During Ivalua on Air, we hosted a roundtable on the ‘Best Practices For Deploying A Global Spend Management Solution’, it was a great honour to have Blaine Hurley, Senior Director for the Sourcing Excellence Group within Global Strategic Sourcing at WHIRLPOOL, Matteo Perondi Group Procurement Strategy & Delivery – Procurement Excellence Head at GENERALI and Paul Noel SVP of Procurement Solutions at IVALUA sharing their expertise and knowledge on global project management (and some cooking tips) … for those of you who were unable to attend here are the main bits you missed:
- The most important part of a spend management project is Data… Good Data! When you want to prepare a good dish, it is not enough you have a good skills and a good receipt you need first good ingredients, fresh ones, in the correct season, that can fit together. In the same way, for an effective spend management, you need good data. “I have seen company with many data, but often useless and other company with few data but perfectly linked and able to provide timely insights.” Once you decide with data you need and you can have, then you can decide which departments should be involved.
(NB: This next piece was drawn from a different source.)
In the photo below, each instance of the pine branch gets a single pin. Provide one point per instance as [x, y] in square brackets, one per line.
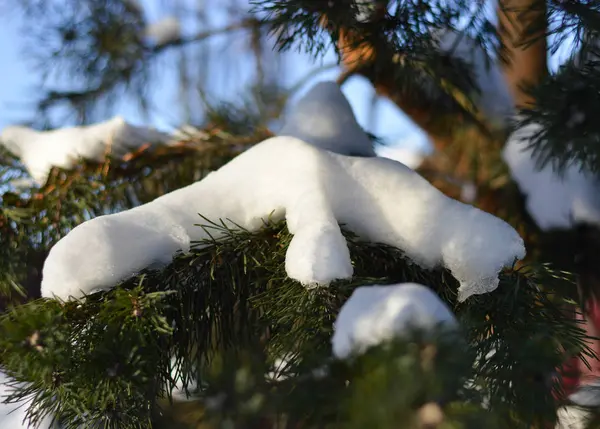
[233, 295]
[523, 29]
- Involve all internal actors in the early phase of the project: Finance, Legal and IT departments.
- Think globally, but act locally. Align global processes and standards as much as possible keeping in mind some parts of the world have different regulations that require some variance in process flow. Understand the local while thinking of the global consequences. “The result is a fusion that works everywhere but retains a local flavour in each region”.
- Get global and local teams to work together “global team helped with regional design sessions because they brought a global perspective and helped break barriers at the regional level with creative ideas and new thinking”.
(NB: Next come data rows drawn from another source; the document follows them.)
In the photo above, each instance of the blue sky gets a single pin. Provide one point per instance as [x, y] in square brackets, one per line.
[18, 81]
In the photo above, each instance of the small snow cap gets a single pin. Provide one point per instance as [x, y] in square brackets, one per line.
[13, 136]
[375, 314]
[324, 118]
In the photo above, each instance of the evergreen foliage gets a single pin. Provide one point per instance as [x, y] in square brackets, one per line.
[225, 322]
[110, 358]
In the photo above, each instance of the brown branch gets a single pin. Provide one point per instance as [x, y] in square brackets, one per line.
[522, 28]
- Distinguish between what is immediately needed and what you want eventually. “Think about crawl, walk, run in everything you do during the specification and planning phases. It helps to focus on what’s critical and possible first”.
- Keep in mind that Change Management is the single biggest challenge of any project, especially when you are talking about a multi-year, multi-phase project in many regions around the globe. It must start from the initial proposal and never ends. “Each Region and group impacted by this change must understand why they need to change, what benefit they get personally by changing, and that they feel like they have some ownership to this change through direct input and involvement. Change management is much more than training and communication, it is your opportunity to win the hearts and minds of the organization and must be a full time priority at every level of the company.”
- Upfront preparation is your best defence to delays. Second is strong program management. “A good PM needs to hold all people accountable to meet their commitments and manage this through the development of a clear process work flow and project schedule with milestones so that everyone has visibility as to who is required to do what and by when.”
- Engage interest and support from employees and users, by showing them how we can improve their quality of life and efficiency by sharing the vision of current vs future state. Give them a reason to “want” to change.